Acupuncture In Modern Medicine

Acupuncture In Modern Medicine

According to the Official Mexican Norm (NOM-017-SSA3-2012), Acupuncture is “the clinical-therapeutic method not useful in medical management, which consists of the insertion of sterilized metal needles of solid body in specific points on the surface of the human body”.

In purely technical terms, this definition may be considered adequate, however for the physician or patient it may become limited.

Its use has expanded to almost everyone, largely due to its analgesic effectiveness and that its application has been more structured in terms of legislation, education and research.

Today there are more than 25,000 scientific articles aimed at explaining its mechanisms of action, justifying its use beyond pain management and demonstrating its usefulness as a single treatment or as a complement to modern medicine.

Acupuncture in Mexico, as in many countries, is regulated by the corresponding health authorities, this is no coincidence, over four decades it has been possible to investigate and corroborate that its practice is safe.

This does not mean that it does not have collateral effects, although most of the times they are of very low intensity and passengers as for example, sweating, dizziness or somnolence, reason why our patients must be informed so that they are not taken by surprise.

Other very rare adverse effects (less than 300 cases worldwide), but more serious are infections resulting from improper hygiene measures or damage to specific organs (located in the rib cage) such as the lung or heart. These risks are minimized by using disposable sterile needles and having knowledge of human anatomy and physiology.
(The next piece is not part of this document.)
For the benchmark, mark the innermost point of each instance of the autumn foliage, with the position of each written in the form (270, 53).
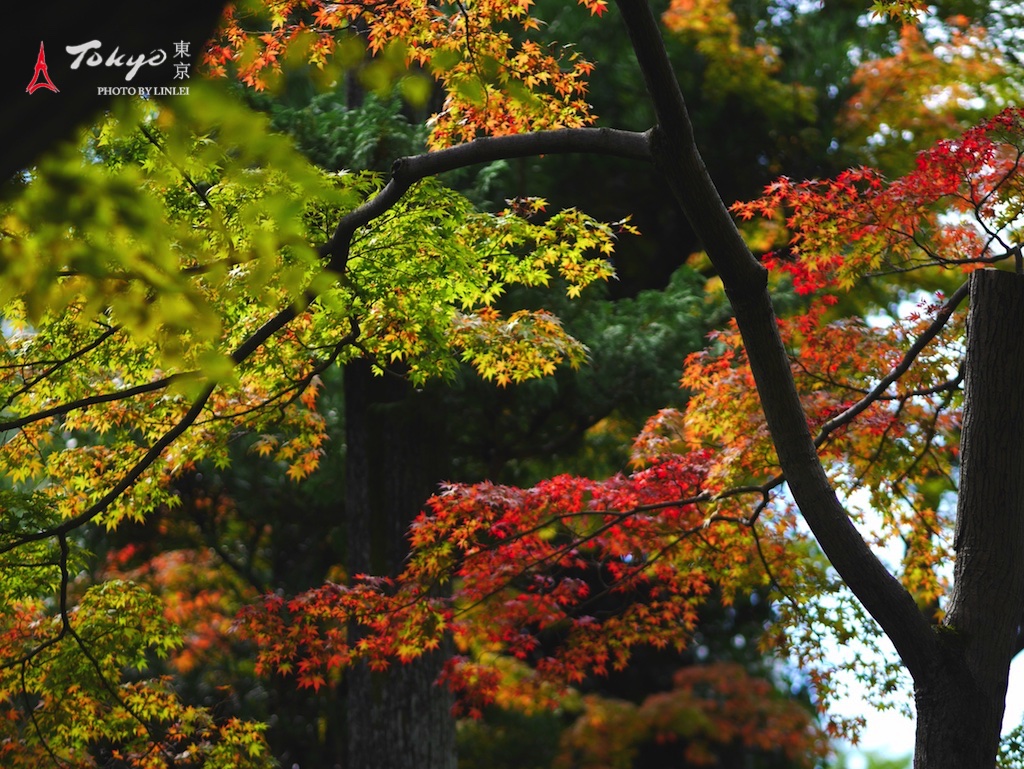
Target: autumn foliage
(178, 283)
It is important to consider that the NOM establishes that acupuncture must be applied by a person trained in this therapy, such as Acupuncture Technicians and Acupuncture Graduates, among others, but always supervised by a Doctor Specialist in Human Acupuncture, or a doctor trained in such therapy, since the lack of medical knowledge could favor the late or untimely diagnosis of a serious disease.

This indirect effect by omission is the main need for acupuncture to be applied by expert hands in the technique, in knowledge of Traditional Chinese Medicine and Modern Medicine.

Continuing with the definition of Acupuncture by the NOM, this is described as a “non-drug clinical therapeutic method”, although correct, it requires a deep reflection to locate Acupuncture within Modern Medicine.

Acupuncture is part of Traditional Chinese Medicine (TCM), has evolved and survived for over 2,000 years and is currently within the so-called “Complementary Medicine”, the most practiced in the world and therefore under the constant study and scrutiny of Modern Medicine.

In spite of the great number of scientific evidence, for many its results are contradictory, this has generated that new methods are postulated to approach its study and that include the principles of the MTC in diagnosis and treatment.

The TCM arises in a time of the humanity where they did not count on diagnostic and therapeutic methods with technological advances as those that exist nowadays, before this panorama, these deficiencies were solved by means of the development of the deep observation of the process health – disease and all the environment where this process happened;

centuries and centuries of observation that were poured in a philosophical dogma that is embedded in the same Chinese culture, valid until nowadays, applicable to understand any phenomenon related to the biological sciences.

These characteristics make TCM capable of providing a unique preventive and therapeutic approach for each patient, centuries ahead of any other medical system in the world. On the other hand, this has also caused TCM to identify its limitations, opening a window of complementarity with Modern Medicine, the birth of what some already call Integrative Medicine.